España está dando un lamentable espectáculo con el aplazamiento indefinido de la renovación del Consejo del Poder Judicial. Llevamos más de 1000 días de retraso en actualizar la composición de uno de los organismos básicos de la división de poderes. Un tema serio que conecta con el crecimiento de la confrontación partidaria en los países democráticos. Los menos liberales, como Polonia o Hungría, quieren restringir mucho la independencia judicial y se enfrentan a la UE para implantar reformas constitucionales poco compatibles con los principios que inspiran la construcción europea. Se intenta convertir el sistema judicial, incluso la jurisdicción ordinaria, en una segunda cámara  para filtrar y aprobar, o no, todo tipo de legislación y medidas gubernamentales que disgustan a una oposición que ha conseguido mantener su alta influencia en ese canal.
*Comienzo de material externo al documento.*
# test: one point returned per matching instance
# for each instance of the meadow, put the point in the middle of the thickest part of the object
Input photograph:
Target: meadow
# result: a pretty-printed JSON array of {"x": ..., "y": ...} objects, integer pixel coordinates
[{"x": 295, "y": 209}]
Los partidos conservadores son más dados a estas prácticas. Primero, porque los miembros de la judicatura, especialmente en donde forma un aparato funcionarial único, tienden a estar más cercanos a estas posiciones y no desean alteraciones en la relación de fuerzas. Segundo, porque las tensiones que están en la base de la creciente confrontación política se relacionan, como se explica en mi ensayo, con la difícil adaptación de los estados nación a un contexto más abierto, las fronteras de todo tipo se vuelven demasiado permeables para las ideas más tradicionales. En España, donde la identidad nacional predominante tiene un fuerte componente uniformizador, la tensión es muy palpable.

La solución que propongo, en el libro y en alguna entrada anterior, es la única que puede funcionar. Todo lo demás son tinglados controlados, incluida la solución de que sean los propios jueces los que elijan a sus dirigentes, por lo dicho de las tendencias predominantes en los aparatos funcionariales, una línea corporativa que gusta a la derecha menos liberal. Tampoco se debería admitir la prórroga indefinida de los elegidos al superarse el plazo para el que fueron nombrados.

Es necesaria una segunda vuelta que fuerce la renovación manteniendo el peso de los representantes elegidos por el pueblo. Dentro de ella, los bloqueos se superarían introduciendo un factor aleatorio limitado. Se establecería un plazo máximo, seis meses por ejemplo, para que el Parlamento, con las mayorías requeridas, elija a los sustitutos de los miembros del Consejo del Poder Judicial o del Tribunal Constitucional que hayan finalizado su mandato. Transcurrido ese plazo, la elección se haría por sorteo entre candidatos, con un máximo de tres o cuatro elegibles por puesto a cubrir, propuestos por los grupos parlamentarios en función de su peso en las cámaras, con un filtrado previo de idoneidad realizado por una comisión independiente.

Estamos ante uno de los más graves problemas institucionales de muchas democracias del S XXI. El factor aleatorio en segunda vuelta aflojaría el peso decisorio de los partidos políticos sobre el tercer poder y fomentaría los acuerdos previos por miedo a lo que pudiera ocurrir en un sorteo. Sobre todo, si uno de los elegibles fuera seleccionado por una agrupación de partidos alejados del juego de las grandes tendencias.